Uno de ellos recuerda su propio caso: en la madrugada del 6 de enero lo buscaron en su domicilio y lo llevaron a los sótanos del Panteón de Hombres Ilustres, donde pasó la noche entre muchos detenidos, de variados pelajes. Al día siguiente, se presenta un funcionario de la Embajada argentina. Se dirige a los suyos: «Vosotros no os preocupéis, porque sois argentinos; y, aunque digan que también sois españoles, estáis bajo mi custodia». Los acogerá en la Embajada, en el paseo de la Castellana, donde se juntan unas ciento veinte personas.

Días después, del 18 de enero al 23 por la tarde, también Isidoro deberá refugiarse en la Embajada.

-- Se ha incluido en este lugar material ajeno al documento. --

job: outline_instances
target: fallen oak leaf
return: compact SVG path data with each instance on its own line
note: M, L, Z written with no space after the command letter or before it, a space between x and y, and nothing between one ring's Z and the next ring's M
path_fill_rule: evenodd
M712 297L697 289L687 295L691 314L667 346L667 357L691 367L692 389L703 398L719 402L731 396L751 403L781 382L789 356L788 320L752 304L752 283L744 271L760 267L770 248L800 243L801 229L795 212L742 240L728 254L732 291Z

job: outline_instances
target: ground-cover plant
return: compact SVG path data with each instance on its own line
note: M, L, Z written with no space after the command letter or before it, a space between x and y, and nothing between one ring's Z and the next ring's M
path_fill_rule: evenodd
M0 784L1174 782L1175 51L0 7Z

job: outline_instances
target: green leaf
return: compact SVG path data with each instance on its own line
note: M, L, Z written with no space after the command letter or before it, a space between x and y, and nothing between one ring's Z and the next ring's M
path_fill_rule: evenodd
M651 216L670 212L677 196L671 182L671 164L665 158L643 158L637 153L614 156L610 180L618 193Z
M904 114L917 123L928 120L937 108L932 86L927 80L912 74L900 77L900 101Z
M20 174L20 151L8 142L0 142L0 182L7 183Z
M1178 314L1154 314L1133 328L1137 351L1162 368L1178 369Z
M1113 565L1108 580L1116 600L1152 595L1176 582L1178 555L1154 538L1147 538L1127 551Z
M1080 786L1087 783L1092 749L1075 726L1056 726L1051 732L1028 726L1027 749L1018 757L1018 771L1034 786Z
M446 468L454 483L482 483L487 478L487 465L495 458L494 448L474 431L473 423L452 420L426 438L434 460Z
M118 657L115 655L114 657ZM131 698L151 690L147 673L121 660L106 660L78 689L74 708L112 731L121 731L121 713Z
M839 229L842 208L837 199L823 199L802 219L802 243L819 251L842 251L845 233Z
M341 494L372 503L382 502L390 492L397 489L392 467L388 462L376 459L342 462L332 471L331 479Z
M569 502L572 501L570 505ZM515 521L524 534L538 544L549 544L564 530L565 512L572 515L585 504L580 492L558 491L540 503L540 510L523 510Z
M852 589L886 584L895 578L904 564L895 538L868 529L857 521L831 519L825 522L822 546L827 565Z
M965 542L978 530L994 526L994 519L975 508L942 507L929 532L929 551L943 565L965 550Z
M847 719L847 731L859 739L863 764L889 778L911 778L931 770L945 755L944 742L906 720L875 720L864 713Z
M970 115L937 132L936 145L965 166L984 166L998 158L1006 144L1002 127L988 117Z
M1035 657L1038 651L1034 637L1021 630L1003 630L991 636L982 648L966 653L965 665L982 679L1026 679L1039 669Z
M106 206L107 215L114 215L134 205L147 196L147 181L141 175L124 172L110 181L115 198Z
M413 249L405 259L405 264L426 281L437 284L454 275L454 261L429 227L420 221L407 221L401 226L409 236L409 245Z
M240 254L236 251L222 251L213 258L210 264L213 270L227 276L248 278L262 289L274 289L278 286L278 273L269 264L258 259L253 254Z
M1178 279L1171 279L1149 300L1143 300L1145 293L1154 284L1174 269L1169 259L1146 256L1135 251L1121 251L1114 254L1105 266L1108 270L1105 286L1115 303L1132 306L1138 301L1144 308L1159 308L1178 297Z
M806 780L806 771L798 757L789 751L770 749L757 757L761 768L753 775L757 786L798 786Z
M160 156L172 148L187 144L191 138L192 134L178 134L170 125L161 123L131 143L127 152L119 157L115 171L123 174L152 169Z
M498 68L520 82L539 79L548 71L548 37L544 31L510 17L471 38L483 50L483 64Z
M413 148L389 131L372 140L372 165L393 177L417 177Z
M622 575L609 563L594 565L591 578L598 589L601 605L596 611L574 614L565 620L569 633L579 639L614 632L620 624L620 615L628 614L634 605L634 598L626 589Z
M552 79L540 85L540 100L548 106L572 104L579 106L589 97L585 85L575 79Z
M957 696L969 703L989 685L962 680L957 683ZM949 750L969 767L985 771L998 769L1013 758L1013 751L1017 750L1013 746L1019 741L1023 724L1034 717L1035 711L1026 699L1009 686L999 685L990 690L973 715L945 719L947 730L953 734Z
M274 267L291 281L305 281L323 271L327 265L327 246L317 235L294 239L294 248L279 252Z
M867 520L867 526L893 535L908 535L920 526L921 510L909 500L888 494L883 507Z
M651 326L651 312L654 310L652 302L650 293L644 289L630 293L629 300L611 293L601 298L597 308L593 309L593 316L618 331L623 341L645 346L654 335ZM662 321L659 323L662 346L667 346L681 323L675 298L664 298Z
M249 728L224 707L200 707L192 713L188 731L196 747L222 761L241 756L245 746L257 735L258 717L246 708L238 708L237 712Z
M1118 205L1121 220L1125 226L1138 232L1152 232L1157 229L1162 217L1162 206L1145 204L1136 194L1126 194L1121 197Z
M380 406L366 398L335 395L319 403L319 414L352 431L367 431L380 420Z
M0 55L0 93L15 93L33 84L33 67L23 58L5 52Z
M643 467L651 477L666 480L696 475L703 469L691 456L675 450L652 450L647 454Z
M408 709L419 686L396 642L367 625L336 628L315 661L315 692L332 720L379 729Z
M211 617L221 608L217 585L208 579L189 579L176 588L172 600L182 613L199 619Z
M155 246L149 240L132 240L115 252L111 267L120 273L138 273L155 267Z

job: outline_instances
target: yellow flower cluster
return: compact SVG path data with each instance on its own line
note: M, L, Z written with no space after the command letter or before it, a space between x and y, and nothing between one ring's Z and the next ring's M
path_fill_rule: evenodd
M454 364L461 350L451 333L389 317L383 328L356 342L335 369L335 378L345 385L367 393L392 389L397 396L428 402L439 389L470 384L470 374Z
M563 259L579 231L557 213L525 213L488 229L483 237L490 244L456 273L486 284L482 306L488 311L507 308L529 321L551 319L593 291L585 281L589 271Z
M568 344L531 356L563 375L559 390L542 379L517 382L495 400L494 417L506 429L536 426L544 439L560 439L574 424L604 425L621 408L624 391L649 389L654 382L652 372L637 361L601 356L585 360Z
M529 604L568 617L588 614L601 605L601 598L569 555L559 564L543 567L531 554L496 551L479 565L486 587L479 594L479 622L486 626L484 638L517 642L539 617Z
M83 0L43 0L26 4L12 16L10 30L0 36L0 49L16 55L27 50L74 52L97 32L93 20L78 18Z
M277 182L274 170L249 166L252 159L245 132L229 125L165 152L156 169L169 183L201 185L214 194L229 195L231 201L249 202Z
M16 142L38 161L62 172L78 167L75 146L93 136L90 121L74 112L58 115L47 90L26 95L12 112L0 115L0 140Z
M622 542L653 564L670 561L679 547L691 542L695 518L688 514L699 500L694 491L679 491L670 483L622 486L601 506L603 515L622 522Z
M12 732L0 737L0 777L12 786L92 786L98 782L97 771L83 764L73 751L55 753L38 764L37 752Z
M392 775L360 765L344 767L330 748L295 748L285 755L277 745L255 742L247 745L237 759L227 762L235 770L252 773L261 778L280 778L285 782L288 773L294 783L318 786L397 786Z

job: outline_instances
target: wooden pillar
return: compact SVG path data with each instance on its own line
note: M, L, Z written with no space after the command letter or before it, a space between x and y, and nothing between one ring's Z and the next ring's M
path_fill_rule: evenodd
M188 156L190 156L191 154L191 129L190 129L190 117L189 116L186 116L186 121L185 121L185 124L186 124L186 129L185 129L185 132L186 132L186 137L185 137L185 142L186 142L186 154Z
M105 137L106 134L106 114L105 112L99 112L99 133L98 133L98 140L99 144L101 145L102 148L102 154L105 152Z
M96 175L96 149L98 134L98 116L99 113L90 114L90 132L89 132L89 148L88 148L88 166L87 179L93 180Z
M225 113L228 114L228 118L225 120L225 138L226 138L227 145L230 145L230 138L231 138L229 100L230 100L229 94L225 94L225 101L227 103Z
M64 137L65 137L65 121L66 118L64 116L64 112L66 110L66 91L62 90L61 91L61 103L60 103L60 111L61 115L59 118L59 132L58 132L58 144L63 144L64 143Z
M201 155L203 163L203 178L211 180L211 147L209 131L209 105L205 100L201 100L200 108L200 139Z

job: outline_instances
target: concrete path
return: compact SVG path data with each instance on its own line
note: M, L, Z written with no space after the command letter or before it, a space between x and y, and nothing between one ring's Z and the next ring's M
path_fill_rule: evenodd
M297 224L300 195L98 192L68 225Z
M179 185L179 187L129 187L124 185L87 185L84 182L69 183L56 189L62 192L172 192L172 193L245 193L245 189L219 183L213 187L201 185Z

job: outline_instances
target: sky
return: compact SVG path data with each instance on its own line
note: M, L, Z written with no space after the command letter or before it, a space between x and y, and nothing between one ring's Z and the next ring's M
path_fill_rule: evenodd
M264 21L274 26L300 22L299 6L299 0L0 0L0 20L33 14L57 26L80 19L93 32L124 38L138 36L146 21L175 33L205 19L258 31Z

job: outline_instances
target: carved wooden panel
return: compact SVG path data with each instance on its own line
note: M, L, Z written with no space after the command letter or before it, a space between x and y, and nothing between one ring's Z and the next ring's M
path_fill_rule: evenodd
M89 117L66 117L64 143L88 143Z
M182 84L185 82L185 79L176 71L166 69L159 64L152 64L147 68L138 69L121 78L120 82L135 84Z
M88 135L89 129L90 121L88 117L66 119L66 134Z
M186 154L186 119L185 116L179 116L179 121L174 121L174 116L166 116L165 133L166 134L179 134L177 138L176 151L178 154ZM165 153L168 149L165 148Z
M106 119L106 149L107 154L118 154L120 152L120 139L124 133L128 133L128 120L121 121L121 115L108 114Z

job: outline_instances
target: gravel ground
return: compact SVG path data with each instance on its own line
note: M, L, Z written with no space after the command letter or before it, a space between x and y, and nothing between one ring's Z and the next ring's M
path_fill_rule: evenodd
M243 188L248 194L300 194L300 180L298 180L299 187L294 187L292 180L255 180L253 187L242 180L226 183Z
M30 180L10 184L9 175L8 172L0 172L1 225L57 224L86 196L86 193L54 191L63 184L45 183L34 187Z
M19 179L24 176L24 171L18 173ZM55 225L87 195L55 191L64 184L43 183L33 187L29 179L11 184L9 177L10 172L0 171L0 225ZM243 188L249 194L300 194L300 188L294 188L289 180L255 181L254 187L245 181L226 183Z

Aparte de argentinos hay allí «chulos, [...], elementos desechados de la columna internacional, etc., pero todo ello» —anota Isidoro— «me ha sentado admirablemente».

No hay camas para los acogidos, que se reparten por el edificio. Las hermanas de Zorzano le llevan una colchoneta, que cede a otro: él dormirá en el suelo. Un joven refugiado, intranquilo, charla con Isidoro, que lo serena: «Tú no te preocupes. Reza, que no te va a pasar nada». Cuando llega la orden de desalojar la Embajada, los refugiados quedan libres —¡a estas alturas, ya no van a reclutarlos!—, con obligación de presentarse diariamente a las autoridades españolas.

Isidoro no quiere intranquilizar, con el episodio, a los miembros del Opus Dei: «Todo sigue igual excepto mi situación, que se ha complicado un poco; no por motivos particulares, sino generales de todos los que se encuentran en condiciones análogas a las mías». Pero no puede visitar a Rafa en Valencia, como quisiera.

Cuanto menos se haga notar, mejor. Incluso la Embajada de su país considera que ya lo han protegido bastante. En una escapada por Madrid, Chiqui se entera de que a Zorzano «el último año de la guerra, le conminaron en el Consulado argentino con quitarle la protección si no se marchaba» de la zona republicana.